4. Area Under Curves
Area between y = f(x) and the x-axis from x = a to x = b: A = ∫_a^b |f(x)| dx. Area between two curves y = f(x) and y = g(x): A = ∫_a^b |f(x) - g(x)| dx.
5. Worked Problems
Problem 1: Evaluate ∫ x² eˣ dx. Solution: Using ILATE, let u = x², dv = eˣ dx. Then du = 2x dx, v = eˣ. ∫ x² eˣ dx = x²eˣ - ∫ 2x eˣ dx = x²eˣ - 2[x eˣ - ∫ eˣ dx] = x²eˣ - 2x eˣ + 2eˣ + C.
Problem 2: Evaluate ∫_0^{π/2} sin x/(sin x + cos x) dx. Solution: Let I = ∫_0^{π/2} sin x/(sin x + cos x) dx. Using P4, I = ∫_0^{π/2} cos x/(cos x + sin x) dx. Adding: 2I = ∫_0^{π/2} (sin x + cos x)/(sin x + cos x) dx = π/2. So I = π/4.
Problem 3: ∫ 1/(x² - 5x + 6) dx.
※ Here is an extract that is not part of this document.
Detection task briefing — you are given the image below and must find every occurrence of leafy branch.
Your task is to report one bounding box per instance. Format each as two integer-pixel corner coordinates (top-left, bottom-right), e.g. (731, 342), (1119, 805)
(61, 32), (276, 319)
Solution: 1/((x - 2)(x - 3)) = 1/(x - 3) - 1/(x - 2). So integral = ln|(x - 3)/(x - 2)| + C.
6. Common Mistakes
'Students often forget the constant of integration C in indefinite integrals — a costly error in exams.'
'When using partial fractions, ensure the numerator degree is less than the denominator degree. If not, perform polynomial division first.'
7. ISC Exam Focus
| Topic | Theory Marks | Practical Marks |
|---|---|---|
| Standard integrals | 3 | 2 |
| Substitution and partial fractions | 4 | 2 |
| Integration by parts | 4 | 2 |
| Definite integrals and properties | 5 | 3 |
| Area under curves | 3 | 3 |
8. Self-Test Questions
- Evaluate ∫ x sin^{-1} x dx.
- Evaluate ∫ eˣ(sin x + cos x)/(cos² x) dx.
- Prove that ∫_0^{π/2} √(tan x) dx = π/√2.
- Find the area bounded by y² = 4ax and x² = 4ay.
- Evaluate ∫_0^π x sin² x/(1 + cos² x) dx.